Implementing flexible array members with templates and base class

问题

In C99, you commonly see the following pattern:

struct Foo {
    int var1;
    int var2[];
};

Foo * f = malloc(sizeof(struct Foo) + sizeof(int)*n);
for (int i=0; i<n; ++i) {
    f->var2[i] = p;
}

But not only is this bad C++, it's also illegal.

You can achieve a similar effect in C++ like this:

struct FooBase {
    void dostuff();

    int var1;
    int var2[1];
};

template<size_t N>
struct Foo : public FooBase {
    int var2[N-1];
};

Although this will work (in the methods of FooBase you can access var2[2], var2[3], etc) it relies on Foo being standard layout, which isn't very pretty.

The benefit of this is that a non-templated function can receive any Foo* without conversion by taking a FooBase* and call methods that operate on var2, and the memory is all contiguous (which can be useful).

Is there a better way of achieving this (which is legal C++/C++11/C++14)?

I'm not interested in the two trivial solutions (including an extra pointer in the base class to the start of the array, and allocating the array on the heap).

回答1:

What you want to do is possible, not not easy, in C++, and the interface to your struct is not a struct style interface.

Just like how a std::vector takes a block of memory and reformats it into something very much like an array, then overloads operators to make itself look array-like, you can do the same.

Access to your data will be via accessors.

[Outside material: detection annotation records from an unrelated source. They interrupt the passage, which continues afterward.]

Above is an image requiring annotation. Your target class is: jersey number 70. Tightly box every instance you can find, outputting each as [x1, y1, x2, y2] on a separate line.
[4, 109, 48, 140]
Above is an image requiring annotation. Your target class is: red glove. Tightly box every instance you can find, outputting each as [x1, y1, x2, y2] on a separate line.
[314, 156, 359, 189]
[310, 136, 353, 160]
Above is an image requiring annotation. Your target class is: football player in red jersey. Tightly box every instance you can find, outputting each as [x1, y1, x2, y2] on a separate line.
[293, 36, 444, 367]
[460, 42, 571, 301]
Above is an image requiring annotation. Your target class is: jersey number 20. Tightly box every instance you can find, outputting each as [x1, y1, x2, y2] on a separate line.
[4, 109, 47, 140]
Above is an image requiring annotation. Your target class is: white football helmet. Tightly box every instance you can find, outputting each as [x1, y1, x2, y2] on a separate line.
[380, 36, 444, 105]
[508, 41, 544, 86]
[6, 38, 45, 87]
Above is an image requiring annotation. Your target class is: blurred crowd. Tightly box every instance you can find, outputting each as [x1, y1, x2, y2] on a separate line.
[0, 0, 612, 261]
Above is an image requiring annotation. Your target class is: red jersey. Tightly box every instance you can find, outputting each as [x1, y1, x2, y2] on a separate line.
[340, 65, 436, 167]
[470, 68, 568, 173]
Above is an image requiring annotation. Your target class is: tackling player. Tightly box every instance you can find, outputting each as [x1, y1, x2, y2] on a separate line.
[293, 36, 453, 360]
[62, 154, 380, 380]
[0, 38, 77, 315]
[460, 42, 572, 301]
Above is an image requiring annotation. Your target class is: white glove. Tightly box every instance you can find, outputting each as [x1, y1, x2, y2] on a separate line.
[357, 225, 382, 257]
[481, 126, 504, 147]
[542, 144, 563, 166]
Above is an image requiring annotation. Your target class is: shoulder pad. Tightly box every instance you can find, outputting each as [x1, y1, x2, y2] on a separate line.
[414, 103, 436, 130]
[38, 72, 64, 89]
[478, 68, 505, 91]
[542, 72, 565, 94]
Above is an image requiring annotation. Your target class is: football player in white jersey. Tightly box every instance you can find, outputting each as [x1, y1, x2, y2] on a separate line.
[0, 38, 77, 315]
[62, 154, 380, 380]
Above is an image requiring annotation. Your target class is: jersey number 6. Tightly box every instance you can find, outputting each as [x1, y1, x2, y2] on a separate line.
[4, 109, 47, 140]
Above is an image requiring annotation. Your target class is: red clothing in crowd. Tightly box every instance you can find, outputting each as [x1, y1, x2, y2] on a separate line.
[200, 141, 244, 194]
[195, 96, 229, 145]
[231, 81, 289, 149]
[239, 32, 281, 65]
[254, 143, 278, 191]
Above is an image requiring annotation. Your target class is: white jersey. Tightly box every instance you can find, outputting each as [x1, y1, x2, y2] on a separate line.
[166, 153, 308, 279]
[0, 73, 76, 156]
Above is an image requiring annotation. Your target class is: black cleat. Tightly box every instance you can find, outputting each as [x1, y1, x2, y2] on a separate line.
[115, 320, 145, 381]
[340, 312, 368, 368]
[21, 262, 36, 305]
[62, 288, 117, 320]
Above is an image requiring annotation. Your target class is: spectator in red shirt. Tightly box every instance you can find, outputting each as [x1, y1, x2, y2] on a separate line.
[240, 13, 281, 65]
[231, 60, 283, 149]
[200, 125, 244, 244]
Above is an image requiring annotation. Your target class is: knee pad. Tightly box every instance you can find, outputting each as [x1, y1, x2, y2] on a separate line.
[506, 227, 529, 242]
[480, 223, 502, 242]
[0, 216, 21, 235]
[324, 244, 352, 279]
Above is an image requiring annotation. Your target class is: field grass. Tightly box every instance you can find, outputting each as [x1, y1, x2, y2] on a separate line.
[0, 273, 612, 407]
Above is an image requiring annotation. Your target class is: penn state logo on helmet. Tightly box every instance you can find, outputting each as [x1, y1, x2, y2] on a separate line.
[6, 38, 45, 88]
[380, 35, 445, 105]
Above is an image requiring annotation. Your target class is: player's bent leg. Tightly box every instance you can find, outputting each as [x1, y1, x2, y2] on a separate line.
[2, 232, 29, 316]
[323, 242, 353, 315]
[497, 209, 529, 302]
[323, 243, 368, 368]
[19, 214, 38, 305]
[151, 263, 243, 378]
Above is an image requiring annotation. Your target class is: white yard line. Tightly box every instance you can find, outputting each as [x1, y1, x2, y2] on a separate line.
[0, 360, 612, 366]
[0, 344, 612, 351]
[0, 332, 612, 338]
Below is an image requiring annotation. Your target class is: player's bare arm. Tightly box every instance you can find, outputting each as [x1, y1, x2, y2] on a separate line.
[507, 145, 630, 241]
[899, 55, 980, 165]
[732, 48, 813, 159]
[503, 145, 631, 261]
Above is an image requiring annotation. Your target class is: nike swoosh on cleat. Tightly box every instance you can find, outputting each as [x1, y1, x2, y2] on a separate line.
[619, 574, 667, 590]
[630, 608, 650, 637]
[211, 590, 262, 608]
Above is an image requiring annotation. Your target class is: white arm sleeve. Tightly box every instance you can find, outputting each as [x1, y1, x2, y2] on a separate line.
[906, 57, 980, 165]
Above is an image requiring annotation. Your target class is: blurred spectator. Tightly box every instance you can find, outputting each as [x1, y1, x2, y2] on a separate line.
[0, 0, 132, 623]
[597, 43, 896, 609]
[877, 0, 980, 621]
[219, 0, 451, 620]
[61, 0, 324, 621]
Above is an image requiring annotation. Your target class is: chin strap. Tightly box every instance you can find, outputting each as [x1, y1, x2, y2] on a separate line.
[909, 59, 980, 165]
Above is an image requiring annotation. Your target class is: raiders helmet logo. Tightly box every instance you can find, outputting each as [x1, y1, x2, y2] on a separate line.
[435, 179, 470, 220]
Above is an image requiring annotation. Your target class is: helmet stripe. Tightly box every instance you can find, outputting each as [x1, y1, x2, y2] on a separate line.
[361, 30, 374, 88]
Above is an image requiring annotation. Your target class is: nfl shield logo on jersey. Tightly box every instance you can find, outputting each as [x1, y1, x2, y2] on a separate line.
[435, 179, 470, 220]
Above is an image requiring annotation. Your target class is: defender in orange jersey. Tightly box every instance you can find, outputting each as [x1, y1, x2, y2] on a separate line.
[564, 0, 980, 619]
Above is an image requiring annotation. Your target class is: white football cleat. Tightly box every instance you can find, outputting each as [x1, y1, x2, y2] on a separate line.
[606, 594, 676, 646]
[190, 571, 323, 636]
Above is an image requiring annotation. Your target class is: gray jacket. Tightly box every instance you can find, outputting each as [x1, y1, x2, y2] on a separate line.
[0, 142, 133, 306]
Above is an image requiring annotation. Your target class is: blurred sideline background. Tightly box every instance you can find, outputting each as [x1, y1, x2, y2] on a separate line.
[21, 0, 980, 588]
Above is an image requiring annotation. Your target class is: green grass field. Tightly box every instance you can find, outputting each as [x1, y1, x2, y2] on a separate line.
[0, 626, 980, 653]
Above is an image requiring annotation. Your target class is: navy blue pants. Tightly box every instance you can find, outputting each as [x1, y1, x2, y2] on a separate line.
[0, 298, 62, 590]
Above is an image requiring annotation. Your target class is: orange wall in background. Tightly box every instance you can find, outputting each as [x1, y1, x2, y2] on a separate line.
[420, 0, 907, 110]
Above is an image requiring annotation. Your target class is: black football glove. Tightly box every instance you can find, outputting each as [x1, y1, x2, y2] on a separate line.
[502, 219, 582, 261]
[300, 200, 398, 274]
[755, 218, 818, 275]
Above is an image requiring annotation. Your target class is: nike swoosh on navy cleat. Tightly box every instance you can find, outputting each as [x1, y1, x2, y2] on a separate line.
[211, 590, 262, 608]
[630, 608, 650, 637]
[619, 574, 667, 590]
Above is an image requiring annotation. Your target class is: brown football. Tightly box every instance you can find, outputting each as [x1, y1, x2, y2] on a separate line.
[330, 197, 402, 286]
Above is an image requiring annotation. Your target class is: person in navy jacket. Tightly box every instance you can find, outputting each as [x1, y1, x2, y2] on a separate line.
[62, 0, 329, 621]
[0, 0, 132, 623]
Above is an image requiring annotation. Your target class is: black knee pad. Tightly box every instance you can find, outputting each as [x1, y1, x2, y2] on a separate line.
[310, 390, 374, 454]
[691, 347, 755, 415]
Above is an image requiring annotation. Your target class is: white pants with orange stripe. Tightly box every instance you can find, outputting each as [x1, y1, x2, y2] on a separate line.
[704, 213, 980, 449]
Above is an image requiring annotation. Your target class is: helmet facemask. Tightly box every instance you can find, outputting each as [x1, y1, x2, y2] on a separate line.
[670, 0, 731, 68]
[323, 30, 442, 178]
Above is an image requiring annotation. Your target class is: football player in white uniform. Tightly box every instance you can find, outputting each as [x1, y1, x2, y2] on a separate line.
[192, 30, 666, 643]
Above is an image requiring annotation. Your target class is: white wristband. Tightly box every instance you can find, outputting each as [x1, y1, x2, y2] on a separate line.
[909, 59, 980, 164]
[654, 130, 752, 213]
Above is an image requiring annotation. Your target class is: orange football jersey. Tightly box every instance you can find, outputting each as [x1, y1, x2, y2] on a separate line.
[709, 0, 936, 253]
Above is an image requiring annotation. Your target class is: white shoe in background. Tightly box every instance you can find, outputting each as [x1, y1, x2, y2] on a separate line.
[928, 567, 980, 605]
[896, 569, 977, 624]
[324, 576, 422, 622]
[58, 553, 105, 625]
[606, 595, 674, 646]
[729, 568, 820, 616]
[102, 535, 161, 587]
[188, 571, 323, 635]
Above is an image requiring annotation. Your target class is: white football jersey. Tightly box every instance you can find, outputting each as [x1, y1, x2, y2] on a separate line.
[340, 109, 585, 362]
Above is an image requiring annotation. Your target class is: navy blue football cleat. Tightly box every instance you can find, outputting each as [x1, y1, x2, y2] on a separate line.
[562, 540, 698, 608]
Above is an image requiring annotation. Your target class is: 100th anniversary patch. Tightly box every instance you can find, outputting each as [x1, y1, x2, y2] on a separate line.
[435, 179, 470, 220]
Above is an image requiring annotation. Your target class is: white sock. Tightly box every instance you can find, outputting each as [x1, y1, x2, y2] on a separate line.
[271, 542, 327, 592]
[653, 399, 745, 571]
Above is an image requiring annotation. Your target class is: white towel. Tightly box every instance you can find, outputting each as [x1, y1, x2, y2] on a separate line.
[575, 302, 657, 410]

You'll manually construct your members in the buffer.

You might start with a list of pairs of "tags" and data types.

struct tag1_t {} tag1;
struct tag2_t {} tag2;
typedef std::tuple< std::pair< tag1_t, int >, std::pair<tag2_t, double> > header_t;

then, some more types that we'll interpret as saying "after the header part, we have an array". I'd want to massively improve this syntax, but the important part for now is to build up compile time lists:

struct arr_t {} arr;
std::tuple< header_t, std::pair< arr_t, std::string > > full_t;

You'd then have to write up some template mojo that figures out, given N at run time, how big a buffer you'd need to store the int and double followed by N copies of the std::string, everything properly aligned. This isn't easy.

Once you've done that, you'd also need to write code that constructs everything described above. If you wanted to get fancy, you'd even expose a perfect forwarding constructor and constructor wrappers allowing the objects to be constructed in a non-default state.

Finally, write up an interface that finds the memory offset of the constructed objects based on the tags I injected into the above tuples, reinterpret_casts the raw memory into a reference to the data type, and returns that reference (in both const and non-const versions).

For the array at the end, you'd return some temporary data structure that has overloaded operator[] which produces the references.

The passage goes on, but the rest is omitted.